Na queixa endereçada à Procuradora-Geral da República, o Bloco de Esquerda denuncia “factos relativos a alegadas irregularidades e ilegalidades levadas a cabo por empresas que operam em Portugal na contratação e/ou angariação de mão de obra imigrante, bem como práticas que poderão constituir violações de Direitos Humanos”.

No documento, é referida a forma como grandes empresas de agricultura intensiva utilizam mão de obra imigrante fornecida por angariadores, sobretudo no pico das campanhas. Estes últimos praticam todo o tipo de abusos, fugindo facilmente às suas responsabilidades.
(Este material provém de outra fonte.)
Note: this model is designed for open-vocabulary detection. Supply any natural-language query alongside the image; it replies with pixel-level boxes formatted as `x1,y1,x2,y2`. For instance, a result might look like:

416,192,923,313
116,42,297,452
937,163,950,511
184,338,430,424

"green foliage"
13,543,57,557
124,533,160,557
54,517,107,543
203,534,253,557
Na queixa são ainda relatados os esquemas a que as empresas utilizadoras recorrem para evitar a aplicação da regra legal da responsabilidade solidária, que impõe a prévia condenação da empresa angariadora (com trânsito em julgado) como condição necessária para a sua responsabilização criminal e financeira. “Perante uma ação fiscalizadora e policial, as empresas utilizadoras têm todo o interesse em facilitar a fuga dos angariadores para os países de origem (muitas vezes fora da UE e/ou com os quais não há acordos de extradição)”, escreve o Bloco.

O partido descreve as ilegalidades praticadas pelas empresas, que passam, por exemplo, pelo pagamento das “horas trabalhadas”. Ou seja, qualquer que seja o valor mensal estabelecido no contrato (quando este existe), a remuneração final fica quase sempre aquém do salário mínimo. Ou ainda pelo alojamento de trabalhadores em condições desumanas ou em casas/contentores de sua propriedade ou de terceiros, deduzindo das remunerações, à cabeça, 100/150 euros mensais e expulsando as pessoas quando o trabalho acaba.

No documento são igualmente elencadas práticas respeitantes à obtenção de documentos oficiais para os trabalhadores imigrantes, como por exemplo o número de identificação fiscal (NIF), ou à submissão junto do Serviço de Estrangeiros e Fronteiras da manifestação de interesse com vista à obtenção de título de residência. As empresas angariadoras cobram elevados valores pelos documentos, sem declarar estas transações, e, em alguns casos, não chegam a entregá-los. No caso da manifestação de interesse, capturam os dados de acesso ao processo individual, o que, além de ilegal, prejudica gravemente os imigrantes, que perdem o acesso aos seus processos e às convocatórias e comunicações do SEF.

No processo de obtenção de NIF, são indicadas moradas potencialmente falsas junto das autoridades portuguesas. Segundo foi relatado ao Bloco de Esquerda, várias das empresas angariadoras apresentam a mesma morada fiscal, morada essa que é também, muitas vezes, indicada aos serviços da Segurança Social e do SEF como endereço do trabalhador. Além de anúncios que circulam na internet, existem igualmente relatos que indiciam que as empresas angariadoras são dispensadas, sem que se perceba porquê, das regras gerais do agendamento prévio impostas aos cidadãos. Em algumas situações, não é possível ainda confirmar a presença e/ou a autorização do imigrante para efeitos de obtenção de NIF.

O Bloco dá ainda conta de várias irregularidades e ilegalidades contratuais detetadas no setor agrícola, em contratos celebrados com trabalhadores imigrantes de origem timorense. O partido enfatiza a existência de “um claro padrão de violação de elementares direitos de trabalhadores em situação de fragilidade”. Ao que “acrescem as condições desumanas em que muitos destes trabalhadores são albergados, entre outras violações de direitos humanos”.

PCP quer ouvir ACT, SEF e Segurança Social sobre situação dos imigrantes

Duante as suas jornadas parlamentares esta terça-feira em Beja, o PCP anunciou que vai requerer uma audição parlamentar com a ACT, o SEF e a Segurança Social sobre a situação dos imigrantes em Portugal, considerando que se está a viver uma “realidade desumana” no país.

Os deputados comunistas encontraram-se com a Cáritas de Beja , cujo presidente, Isaurindo Oliveira, disse à agência Lusa que a instituição recebe mais de mil pessoas por ano, destacando os “problemas sociais, de emprego, de alimentação”, aos quais a Cáritas está com dificuldades em dar resposta, por não ter “alimentos para dar”.